When working with Docker containers on complex networks, you often need to add static routes so containers can reach networks that aren’t directly connected to their default gateway. This becomes especially important when using macvlan network drivers where containers get their own IP addresses on your physical network.

I’ve just released drouter, a lightweight systemd service that solves this problem by automatically injecting routes into Docker containers based on simple labels.

The Problem

Consider this scenario: you’re using a macvlan network driver so your containers get real IP addresses on your network (say 192.168.1.0/24). Your router is at 192.168.1.1, but you have additional internal subnets like 10.0.0.0/8 that are reachable through a different gateway at 192.168.1.254.

Without custom routes, your containers can only reach networks directly connected to their default gateway. Traffic to 10.0.0.0/8 would fail because the container doesn’t know how to route to that network.

Traditional solutions require either:

  • Running containers with NET_ADMIN capabilities (security risk)
  • Manual route configuration after container startup (not scalable)
  • Complex init scripts inside containers (maintenance overhead)

The Solution

Drouter monitors Docker container events and automatically adds routes to containers based on labels.
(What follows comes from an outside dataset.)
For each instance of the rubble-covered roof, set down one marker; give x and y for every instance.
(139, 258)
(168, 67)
When a container starts with drouter.routes.* labels, the service enters the container’s network namespace and configures the specified routes.

Here’s how simple it is to configure:

# docker-compose.yml
services:
  app:
    image: nginx
    networks:
      - macvlan_net
    labels:
      drouter.routes.ipv4: "10.0.0.0/8 via 192.168.1.254"

Now your container can reach the 10.0.0.0/8 network through the 192.168.1.254 gateway, even though it’s not the default route.

Installation

Drouter runs as a systemd service on your Docker host. See the installation instructions on GitHub for the latest setup steps.

Configuration Examples

Multiple Routes

You can specify multiple routes using semicolon separation or multi-line format:

# Single line with semicolons
labels:
  drouter.routes.ipv4: "10.0.0.0/8 via 192.168.1.254;172.16.0.0/12 via 192.168.1.253"

# Multi-line format (easier to read)
labels:
  drouter.routes.ipv4: |
    10.0.0.0/8 via 192.168.1.254
    172.16.0.0/12 via 192.168.1.253

IPv6 Support

Drouter fully supports IPv6 routing:

labels:
  drouter.routes.ipv6: "2001:db8::/32 via fe80::1"

Docker CLI

For non-compose deployments:

docker run -d \
  --label drouter.routes.ipv4="10.0.0.0/8 via 192.168.1.254" \
  --net macvlan_net \
  nginx

How It Works

Drouter uses Docker’s event API to monitor container lifecycle events. When a container starts with route labels, it:

  1. Detects the container’s network namespace
  2. Uses nsenter to enter the namespace
  3. Adds routes with standard ip route add commands
  4. Skips duplicate routes to avoid conflicts

The service handles Docker daemon restarts gracefully and doesn’t require elevated privileges for the containers themselves.

Why This Matters

This approach is particularly valuable for:

  • Macvlan networks: Containers with real IPs need custom routing for internal networks
  • Multi-homed environments: Networks with multiple gateways or complex topologies
  • Microservices: Different services needing access to different network segments
  • Security: Avoiding NET_ADMIN capabilities in containers

Before drouter, I was manually configuring routes or writing custom init scripts. Now it’s as simple as adding a label to my compose file.

The source code and detailed documentation are available on GitHub. Give it a try if you’re dealing with complex Docker networking scenarios!